1.6. Pertanto, non può porsi neanche una questione di violazione di falsa applicazione degli artt. 115 e 116 c.p.c. per “erronea valutazione del materiale istruttorio”, atteso che il principio del libero convincimento, posto a fondamento degli artt. 115 e 116 c.p.c. opera, difatti, interamente sul piano dell’apprezzamento di merito, insindacabile in sede di legittimità, sicchè la denuncia della violazione delle predette regole da parte del giudice del merito non configura un vizio di violazione o falsa applicazione di norme processuali, sussumibile nella fattispecie di cui all’art. 360 c.p.c., comma 1, n. 4, bensì un errore di fatto, che deve essere censurato attraverso il corretto paradigma normativo del difetto di motivazione, e dunque nei limiti consentiti dall’art. 360 c.p.c., comma 1, n. 5, come riformulato dal D.L. n. 83 del 2012, art. 54 conv., con modif., dalla L. n. 134 del 2012. (vedi cassazione, sez VI sentenza 27.000 – 2016; Cass.

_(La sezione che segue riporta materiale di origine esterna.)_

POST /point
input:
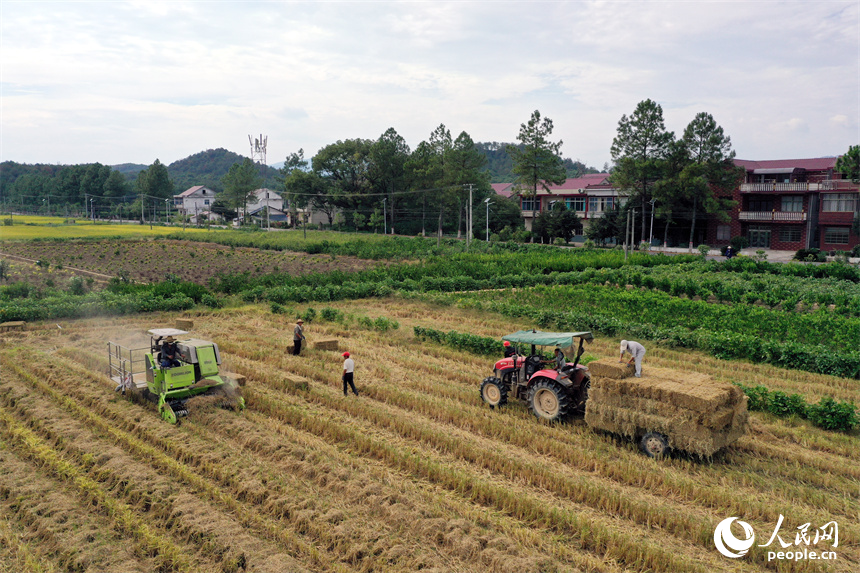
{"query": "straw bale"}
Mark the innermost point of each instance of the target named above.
(696, 413)
(611, 368)
(239, 379)
(12, 325)
(686, 390)
(326, 344)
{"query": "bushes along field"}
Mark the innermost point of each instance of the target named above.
(416, 474)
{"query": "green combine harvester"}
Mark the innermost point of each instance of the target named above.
(139, 371)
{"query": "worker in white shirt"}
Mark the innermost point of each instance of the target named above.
(348, 372)
(636, 352)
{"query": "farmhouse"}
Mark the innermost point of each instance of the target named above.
(785, 204)
(590, 195)
(195, 201)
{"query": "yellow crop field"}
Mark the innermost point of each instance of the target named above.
(52, 228)
(415, 474)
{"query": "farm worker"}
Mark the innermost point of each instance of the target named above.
(636, 352)
(298, 336)
(348, 371)
(169, 353)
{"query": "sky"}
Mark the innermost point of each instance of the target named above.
(131, 82)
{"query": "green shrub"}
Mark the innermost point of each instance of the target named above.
(330, 314)
(309, 315)
(813, 255)
(76, 286)
(832, 415)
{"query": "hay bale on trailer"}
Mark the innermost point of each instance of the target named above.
(610, 368)
(688, 411)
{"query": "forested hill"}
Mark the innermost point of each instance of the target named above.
(207, 168)
(500, 165)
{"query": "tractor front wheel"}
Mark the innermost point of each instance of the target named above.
(549, 401)
(494, 392)
(654, 445)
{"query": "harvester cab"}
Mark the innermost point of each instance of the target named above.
(551, 394)
(170, 387)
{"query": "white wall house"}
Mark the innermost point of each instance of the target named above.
(263, 198)
(195, 201)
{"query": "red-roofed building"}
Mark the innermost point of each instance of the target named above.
(589, 195)
(195, 201)
(790, 204)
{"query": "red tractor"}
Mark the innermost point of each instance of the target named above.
(551, 393)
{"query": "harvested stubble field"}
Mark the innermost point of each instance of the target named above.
(154, 260)
(415, 474)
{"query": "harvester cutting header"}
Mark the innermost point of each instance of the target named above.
(170, 371)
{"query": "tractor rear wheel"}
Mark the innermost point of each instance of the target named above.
(548, 400)
(654, 445)
(494, 392)
(578, 407)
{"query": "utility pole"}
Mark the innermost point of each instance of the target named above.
(469, 216)
(487, 201)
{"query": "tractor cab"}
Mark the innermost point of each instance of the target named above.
(551, 393)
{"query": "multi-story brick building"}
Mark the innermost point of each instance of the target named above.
(589, 195)
(790, 204)
(785, 204)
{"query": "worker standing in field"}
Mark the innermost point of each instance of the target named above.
(298, 336)
(348, 373)
(636, 352)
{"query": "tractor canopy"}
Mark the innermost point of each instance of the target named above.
(538, 338)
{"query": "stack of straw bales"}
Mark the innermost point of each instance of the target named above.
(695, 412)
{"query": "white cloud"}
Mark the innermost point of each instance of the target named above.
(129, 81)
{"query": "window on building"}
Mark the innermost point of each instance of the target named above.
(838, 202)
(792, 203)
(790, 234)
(836, 235)
(759, 204)
(575, 203)
(600, 204)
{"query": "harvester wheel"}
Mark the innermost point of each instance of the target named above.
(549, 401)
(654, 445)
(494, 392)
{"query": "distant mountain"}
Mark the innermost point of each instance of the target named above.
(208, 168)
(130, 170)
(500, 164)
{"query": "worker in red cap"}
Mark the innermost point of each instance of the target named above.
(348, 372)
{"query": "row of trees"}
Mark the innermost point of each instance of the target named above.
(414, 191)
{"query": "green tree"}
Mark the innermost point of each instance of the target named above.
(638, 150)
(711, 169)
(116, 186)
(463, 166)
(388, 156)
(849, 164)
(239, 184)
(536, 161)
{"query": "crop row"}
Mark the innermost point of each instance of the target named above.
(307, 482)
(819, 342)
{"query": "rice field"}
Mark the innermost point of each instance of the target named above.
(415, 474)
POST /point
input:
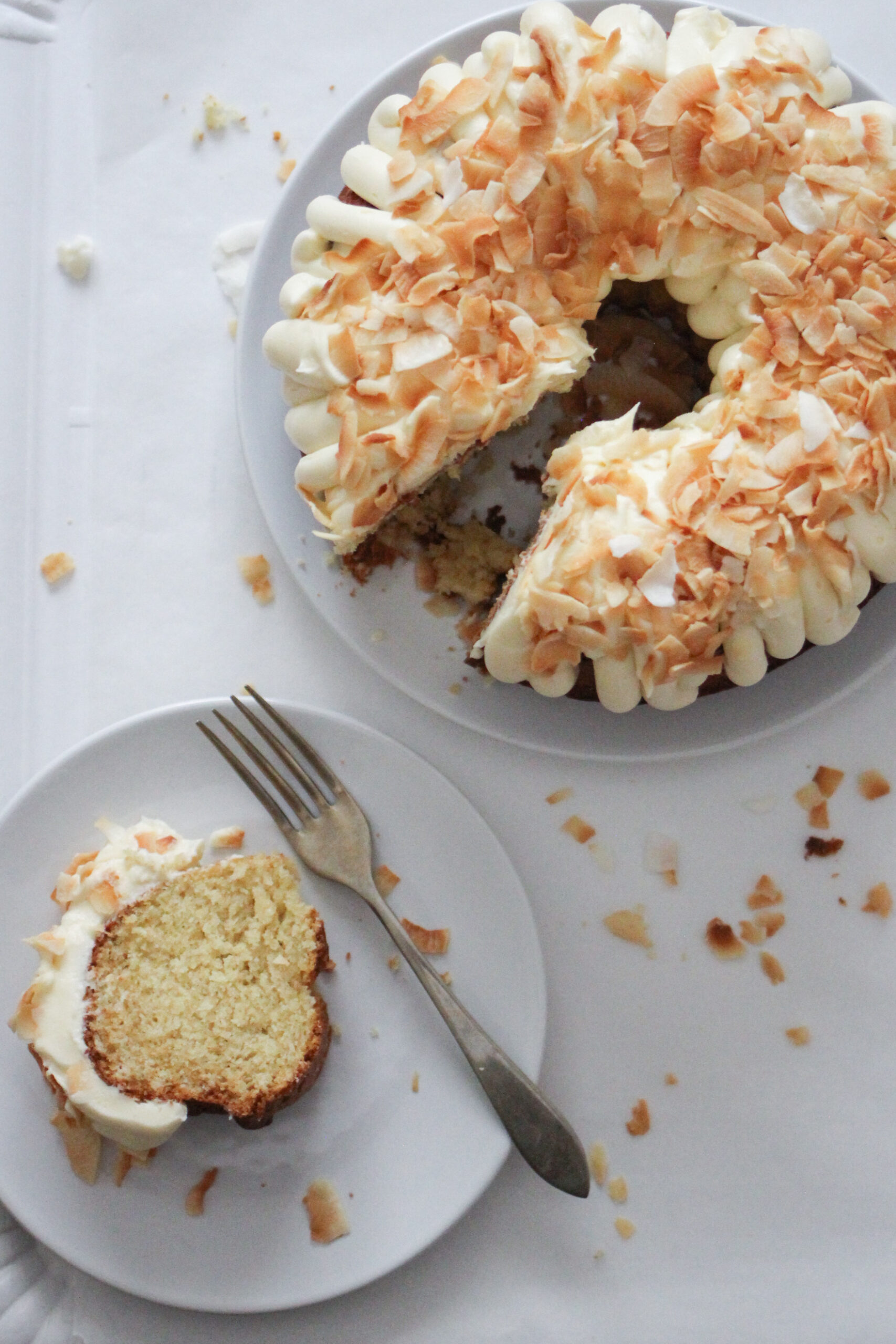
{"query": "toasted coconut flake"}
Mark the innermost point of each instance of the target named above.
(431, 942)
(57, 566)
(772, 968)
(579, 830)
(386, 879)
(873, 785)
(818, 848)
(723, 941)
(879, 901)
(772, 921)
(640, 1121)
(800, 206)
(659, 584)
(195, 1202)
(630, 927)
(618, 1190)
(818, 817)
(751, 932)
(680, 93)
(82, 1143)
(828, 780)
(327, 1218)
(661, 855)
(598, 1163)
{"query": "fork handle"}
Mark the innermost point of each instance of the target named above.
(537, 1129)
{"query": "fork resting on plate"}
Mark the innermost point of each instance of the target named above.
(333, 838)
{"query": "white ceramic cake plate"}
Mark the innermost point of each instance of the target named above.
(406, 1164)
(386, 622)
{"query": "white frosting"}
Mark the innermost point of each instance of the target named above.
(53, 1010)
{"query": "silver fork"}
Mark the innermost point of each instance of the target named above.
(333, 839)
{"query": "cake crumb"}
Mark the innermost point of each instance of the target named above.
(579, 830)
(327, 1218)
(57, 566)
(772, 921)
(83, 1144)
(256, 570)
(661, 857)
(879, 901)
(640, 1121)
(772, 968)
(218, 114)
(818, 848)
(598, 1163)
(828, 780)
(809, 796)
(386, 881)
(872, 785)
(227, 838)
(195, 1202)
(765, 894)
(629, 925)
(618, 1190)
(722, 940)
(431, 942)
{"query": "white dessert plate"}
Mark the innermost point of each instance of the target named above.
(386, 622)
(406, 1164)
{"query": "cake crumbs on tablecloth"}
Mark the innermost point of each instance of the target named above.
(57, 566)
(873, 785)
(772, 968)
(579, 830)
(629, 925)
(879, 901)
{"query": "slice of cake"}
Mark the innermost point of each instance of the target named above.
(203, 992)
(167, 988)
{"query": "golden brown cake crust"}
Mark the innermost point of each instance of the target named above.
(251, 1108)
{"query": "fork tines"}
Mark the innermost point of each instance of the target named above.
(270, 772)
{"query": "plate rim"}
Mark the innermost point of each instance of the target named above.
(779, 719)
(202, 1301)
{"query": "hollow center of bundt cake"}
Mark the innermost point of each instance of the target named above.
(644, 354)
(202, 991)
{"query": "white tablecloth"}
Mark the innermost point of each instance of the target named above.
(765, 1195)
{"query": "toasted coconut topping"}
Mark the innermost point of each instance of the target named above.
(327, 1218)
(873, 785)
(640, 1121)
(505, 200)
(879, 901)
(431, 942)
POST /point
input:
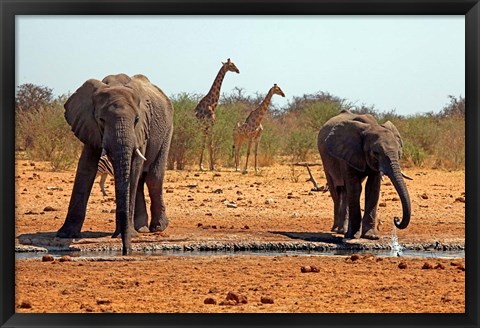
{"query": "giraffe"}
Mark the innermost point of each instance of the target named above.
(205, 110)
(251, 130)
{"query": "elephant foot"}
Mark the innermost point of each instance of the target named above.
(68, 233)
(133, 233)
(370, 234)
(143, 229)
(159, 226)
(352, 234)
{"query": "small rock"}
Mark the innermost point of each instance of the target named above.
(65, 258)
(47, 258)
(354, 257)
(440, 266)
(427, 265)
(209, 300)
(266, 300)
(103, 301)
(25, 305)
(239, 298)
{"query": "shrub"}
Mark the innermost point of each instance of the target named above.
(45, 135)
(187, 135)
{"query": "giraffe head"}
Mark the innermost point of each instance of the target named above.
(230, 66)
(277, 91)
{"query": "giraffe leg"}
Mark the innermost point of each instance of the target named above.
(249, 146)
(204, 138)
(210, 150)
(255, 152)
(237, 145)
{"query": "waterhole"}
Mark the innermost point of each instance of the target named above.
(338, 252)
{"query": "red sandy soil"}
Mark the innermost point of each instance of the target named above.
(275, 205)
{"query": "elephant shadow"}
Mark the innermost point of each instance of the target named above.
(325, 237)
(50, 240)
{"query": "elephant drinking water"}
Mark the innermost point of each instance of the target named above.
(354, 147)
(131, 120)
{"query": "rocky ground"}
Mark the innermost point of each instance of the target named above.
(227, 211)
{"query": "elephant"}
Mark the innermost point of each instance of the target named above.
(354, 147)
(131, 121)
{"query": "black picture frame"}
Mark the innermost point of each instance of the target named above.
(11, 8)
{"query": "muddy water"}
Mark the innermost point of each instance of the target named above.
(382, 253)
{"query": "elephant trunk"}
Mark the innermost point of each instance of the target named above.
(121, 166)
(395, 174)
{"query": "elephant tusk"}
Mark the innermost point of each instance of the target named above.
(406, 176)
(140, 154)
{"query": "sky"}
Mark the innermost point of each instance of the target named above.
(410, 64)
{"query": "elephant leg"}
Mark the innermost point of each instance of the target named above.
(334, 193)
(372, 193)
(154, 181)
(354, 189)
(103, 178)
(140, 219)
(249, 146)
(342, 220)
(84, 179)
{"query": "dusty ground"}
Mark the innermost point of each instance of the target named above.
(273, 207)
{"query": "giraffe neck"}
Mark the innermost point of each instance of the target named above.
(214, 94)
(258, 114)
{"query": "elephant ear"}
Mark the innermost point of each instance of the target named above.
(389, 125)
(80, 114)
(345, 141)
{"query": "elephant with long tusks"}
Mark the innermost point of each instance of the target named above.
(354, 147)
(131, 121)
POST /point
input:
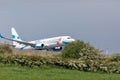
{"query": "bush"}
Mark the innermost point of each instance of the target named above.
(80, 49)
(5, 48)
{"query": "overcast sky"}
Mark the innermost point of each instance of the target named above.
(94, 21)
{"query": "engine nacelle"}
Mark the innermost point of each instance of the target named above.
(57, 49)
(39, 46)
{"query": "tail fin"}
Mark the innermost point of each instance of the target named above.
(15, 36)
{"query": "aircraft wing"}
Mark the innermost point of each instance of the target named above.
(21, 42)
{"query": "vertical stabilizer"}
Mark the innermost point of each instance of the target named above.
(15, 36)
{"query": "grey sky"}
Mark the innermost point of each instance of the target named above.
(94, 21)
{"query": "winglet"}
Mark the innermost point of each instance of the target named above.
(1, 36)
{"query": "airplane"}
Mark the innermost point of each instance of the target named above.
(54, 43)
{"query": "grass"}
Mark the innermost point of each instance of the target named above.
(12, 72)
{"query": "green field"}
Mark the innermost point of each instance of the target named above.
(11, 72)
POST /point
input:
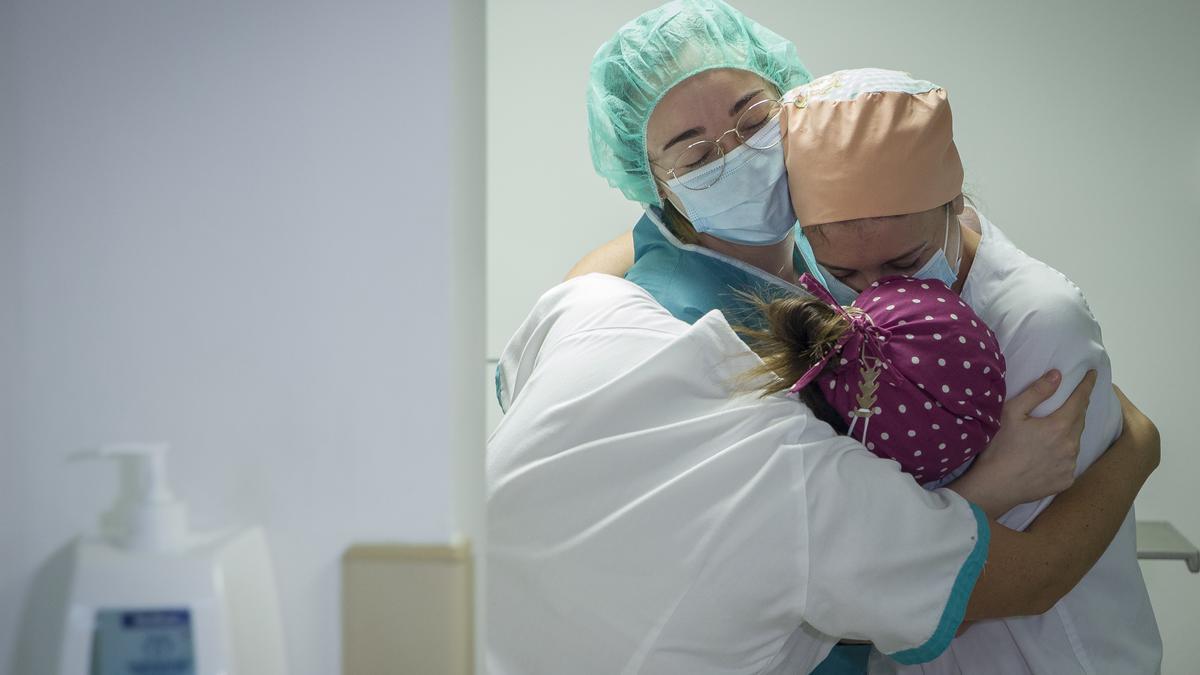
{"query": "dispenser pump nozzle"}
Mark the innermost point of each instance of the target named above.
(147, 515)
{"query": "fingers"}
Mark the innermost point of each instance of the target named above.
(1126, 404)
(1077, 404)
(1032, 396)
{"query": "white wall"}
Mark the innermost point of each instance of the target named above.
(228, 226)
(1079, 129)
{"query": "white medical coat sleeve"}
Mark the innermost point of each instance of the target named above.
(1056, 330)
(1105, 623)
(891, 562)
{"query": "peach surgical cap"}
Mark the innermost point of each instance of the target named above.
(869, 143)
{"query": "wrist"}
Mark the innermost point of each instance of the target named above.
(982, 494)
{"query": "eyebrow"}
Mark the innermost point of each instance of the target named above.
(918, 249)
(697, 130)
(742, 102)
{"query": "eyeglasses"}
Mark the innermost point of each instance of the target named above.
(705, 154)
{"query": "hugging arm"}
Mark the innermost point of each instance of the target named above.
(1029, 572)
(615, 257)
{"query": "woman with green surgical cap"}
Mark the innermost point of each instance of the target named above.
(873, 174)
(683, 117)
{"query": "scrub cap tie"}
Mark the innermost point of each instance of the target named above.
(918, 377)
(634, 70)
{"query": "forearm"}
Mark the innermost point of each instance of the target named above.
(983, 493)
(1027, 572)
(615, 257)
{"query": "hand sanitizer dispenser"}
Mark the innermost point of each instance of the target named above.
(144, 595)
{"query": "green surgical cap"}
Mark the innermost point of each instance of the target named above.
(633, 72)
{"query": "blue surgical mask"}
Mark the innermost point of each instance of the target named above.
(937, 268)
(750, 204)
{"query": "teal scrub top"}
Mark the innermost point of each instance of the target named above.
(690, 281)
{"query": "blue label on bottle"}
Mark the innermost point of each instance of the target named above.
(143, 641)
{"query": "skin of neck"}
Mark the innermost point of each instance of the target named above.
(773, 258)
(970, 246)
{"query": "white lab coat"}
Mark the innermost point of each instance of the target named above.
(1105, 625)
(643, 517)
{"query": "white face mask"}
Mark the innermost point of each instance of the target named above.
(750, 204)
(937, 268)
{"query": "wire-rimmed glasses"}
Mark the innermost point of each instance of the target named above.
(696, 167)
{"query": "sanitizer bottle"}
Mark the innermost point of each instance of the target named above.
(145, 595)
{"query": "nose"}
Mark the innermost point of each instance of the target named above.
(727, 145)
(864, 280)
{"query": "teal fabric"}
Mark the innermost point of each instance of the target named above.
(690, 284)
(957, 607)
(634, 70)
(845, 659)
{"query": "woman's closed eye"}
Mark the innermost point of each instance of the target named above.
(905, 266)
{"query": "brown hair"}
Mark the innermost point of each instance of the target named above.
(797, 333)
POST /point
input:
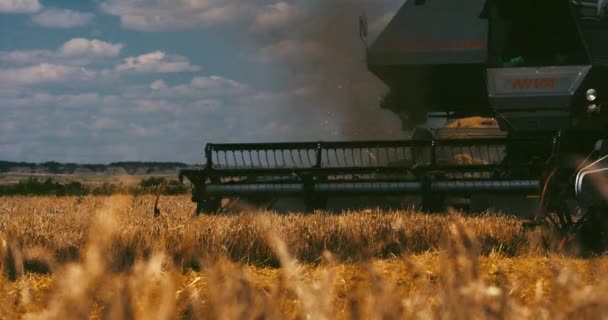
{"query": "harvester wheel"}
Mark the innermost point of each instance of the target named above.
(210, 206)
(591, 232)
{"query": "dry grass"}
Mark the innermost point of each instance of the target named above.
(73, 258)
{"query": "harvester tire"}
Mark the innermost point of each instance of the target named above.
(592, 234)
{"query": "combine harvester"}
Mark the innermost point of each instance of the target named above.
(538, 67)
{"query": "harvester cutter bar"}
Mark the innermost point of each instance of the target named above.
(322, 169)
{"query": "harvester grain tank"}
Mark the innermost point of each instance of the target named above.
(539, 67)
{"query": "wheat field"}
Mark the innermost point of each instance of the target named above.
(110, 258)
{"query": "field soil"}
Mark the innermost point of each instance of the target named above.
(110, 258)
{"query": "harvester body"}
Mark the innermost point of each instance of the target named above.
(538, 67)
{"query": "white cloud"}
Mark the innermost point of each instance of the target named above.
(290, 49)
(77, 51)
(43, 73)
(157, 62)
(63, 18)
(158, 15)
(275, 15)
(105, 123)
(211, 86)
(20, 6)
(81, 100)
(158, 85)
(83, 47)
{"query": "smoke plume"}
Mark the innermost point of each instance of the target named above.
(320, 58)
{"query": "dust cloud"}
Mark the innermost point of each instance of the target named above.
(322, 57)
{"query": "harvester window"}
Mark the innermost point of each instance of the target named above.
(533, 33)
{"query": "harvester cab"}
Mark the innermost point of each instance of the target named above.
(538, 68)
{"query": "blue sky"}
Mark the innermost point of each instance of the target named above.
(154, 80)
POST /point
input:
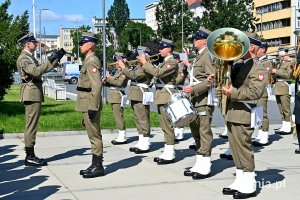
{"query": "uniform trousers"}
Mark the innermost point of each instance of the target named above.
(32, 114)
(142, 117)
(201, 130)
(118, 115)
(166, 125)
(284, 102)
(239, 136)
(94, 133)
(263, 101)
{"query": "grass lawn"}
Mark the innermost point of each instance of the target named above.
(56, 115)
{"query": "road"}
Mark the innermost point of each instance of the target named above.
(273, 111)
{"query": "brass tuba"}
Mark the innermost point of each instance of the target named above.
(226, 44)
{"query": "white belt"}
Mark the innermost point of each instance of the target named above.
(165, 86)
(279, 80)
(251, 101)
(143, 85)
(115, 88)
(195, 83)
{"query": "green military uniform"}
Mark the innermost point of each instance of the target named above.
(263, 101)
(200, 128)
(89, 98)
(140, 81)
(117, 83)
(248, 82)
(31, 92)
(282, 81)
(166, 74)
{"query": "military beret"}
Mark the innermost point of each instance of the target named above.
(264, 45)
(87, 37)
(28, 38)
(143, 48)
(201, 33)
(176, 55)
(254, 38)
(165, 43)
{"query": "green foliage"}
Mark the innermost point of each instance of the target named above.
(56, 115)
(232, 13)
(133, 33)
(117, 18)
(169, 14)
(11, 29)
(76, 35)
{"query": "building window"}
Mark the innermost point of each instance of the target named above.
(279, 41)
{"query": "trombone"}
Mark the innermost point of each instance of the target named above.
(135, 62)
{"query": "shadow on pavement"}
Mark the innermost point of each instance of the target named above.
(123, 164)
(68, 154)
(272, 138)
(22, 189)
(265, 179)
(17, 181)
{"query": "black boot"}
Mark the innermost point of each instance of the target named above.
(96, 169)
(32, 160)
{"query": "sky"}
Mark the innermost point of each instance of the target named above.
(70, 13)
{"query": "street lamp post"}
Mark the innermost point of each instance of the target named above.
(104, 91)
(182, 35)
(260, 13)
(40, 12)
(140, 31)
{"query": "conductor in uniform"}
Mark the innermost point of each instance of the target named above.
(166, 74)
(116, 82)
(89, 102)
(139, 84)
(199, 89)
(32, 92)
(262, 138)
(282, 75)
(247, 87)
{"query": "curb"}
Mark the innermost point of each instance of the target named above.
(67, 133)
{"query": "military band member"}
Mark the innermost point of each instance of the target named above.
(140, 81)
(283, 98)
(116, 82)
(182, 74)
(262, 138)
(296, 75)
(166, 74)
(32, 92)
(199, 89)
(247, 87)
(89, 102)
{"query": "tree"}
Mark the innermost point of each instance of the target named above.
(231, 13)
(117, 18)
(76, 35)
(11, 29)
(134, 34)
(169, 16)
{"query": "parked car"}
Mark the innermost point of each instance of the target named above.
(71, 72)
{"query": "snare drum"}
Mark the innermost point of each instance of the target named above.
(180, 111)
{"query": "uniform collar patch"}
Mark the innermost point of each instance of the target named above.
(261, 77)
(94, 70)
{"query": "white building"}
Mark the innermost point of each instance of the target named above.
(150, 15)
(65, 39)
(196, 7)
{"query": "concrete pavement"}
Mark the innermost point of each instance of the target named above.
(130, 176)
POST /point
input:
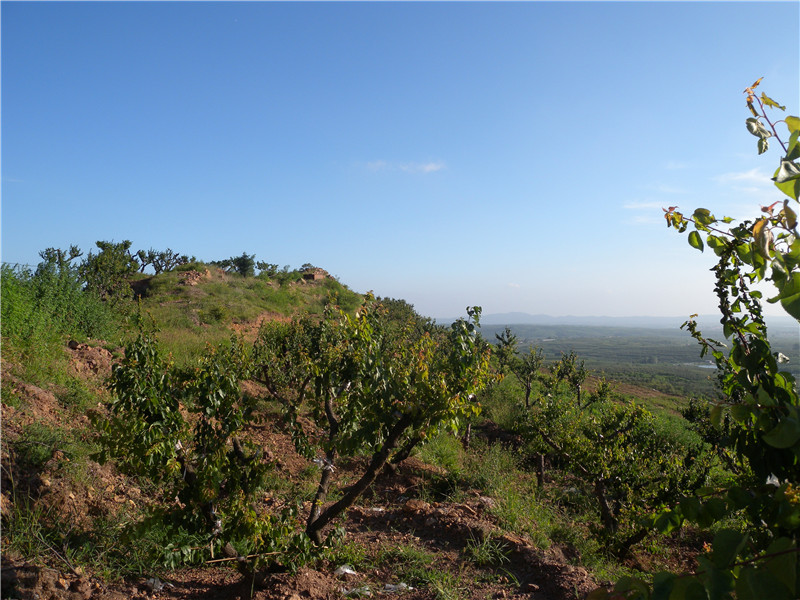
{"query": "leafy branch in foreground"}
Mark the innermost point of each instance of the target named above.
(760, 403)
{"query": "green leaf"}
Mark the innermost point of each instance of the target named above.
(785, 434)
(756, 127)
(695, 241)
(770, 102)
(727, 546)
(790, 187)
(758, 583)
(703, 216)
(783, 564)
(668, 521)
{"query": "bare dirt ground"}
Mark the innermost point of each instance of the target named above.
(390, 516)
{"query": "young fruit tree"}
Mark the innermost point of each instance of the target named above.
(371, 389)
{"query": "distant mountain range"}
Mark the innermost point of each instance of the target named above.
(705, 321)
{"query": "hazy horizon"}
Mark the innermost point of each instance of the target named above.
(515, 156)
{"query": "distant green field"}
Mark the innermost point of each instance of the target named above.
(667, 360)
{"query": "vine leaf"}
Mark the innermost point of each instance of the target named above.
(695, 241)
(770, 102)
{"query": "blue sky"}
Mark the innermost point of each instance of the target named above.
(510, 155)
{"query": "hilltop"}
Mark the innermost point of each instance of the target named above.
(452, 521)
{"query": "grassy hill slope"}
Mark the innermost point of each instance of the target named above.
(452, 522)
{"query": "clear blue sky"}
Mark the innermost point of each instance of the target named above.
(514, 155)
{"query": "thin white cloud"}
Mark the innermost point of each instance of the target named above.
(410, 167)
(753, 176)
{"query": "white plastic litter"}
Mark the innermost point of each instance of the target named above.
(358, 592)
(400, 587)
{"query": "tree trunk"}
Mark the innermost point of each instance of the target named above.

Sez. 3 -, Sentenza n. 23940 del 12/10/2017).

1.7. Infine, come ritenuto dal Giudice di merito, nel caso in esame non poteva applicarsi la maggiorazione per effetto del D.M. n. 55 del 2014, art. 4, comma 6 sulle spese, posto che l’offerta transattiva complessiva non è stata accettata dalla controparte.

2. Conclusivamente il ricorso va rigettato, con assorbimento di ogni ulteriore questione e con ogni conseguenza in ordine alle spese, che si liquidano in dispositivo ai sensi del D.M. n. 55 del 2014.

PQM

I. La Corte rigetta il ricorso e condanna la ricorrente alle spese, liquidate in Euro 1.500,00, oltre Euro 200,00 per spese, spese forfettarie al 15% e oneri di legge.

II. Ai sensi del D.P.R. n. 115 del 2002, art. 13, comma 1 quater, dà atto della sussistenza dei presupposti per il versamento, da parte della ricorrente, dell’ulteriore importo a titolo di contributo unificato pari a quello dovuto per il ricorso, a norma dello stesso art. 13, comma 1 bis.

Così deciso in Roma, nella Camera di consiglio della Terza Sezione Civile, il 22 marzo 2019.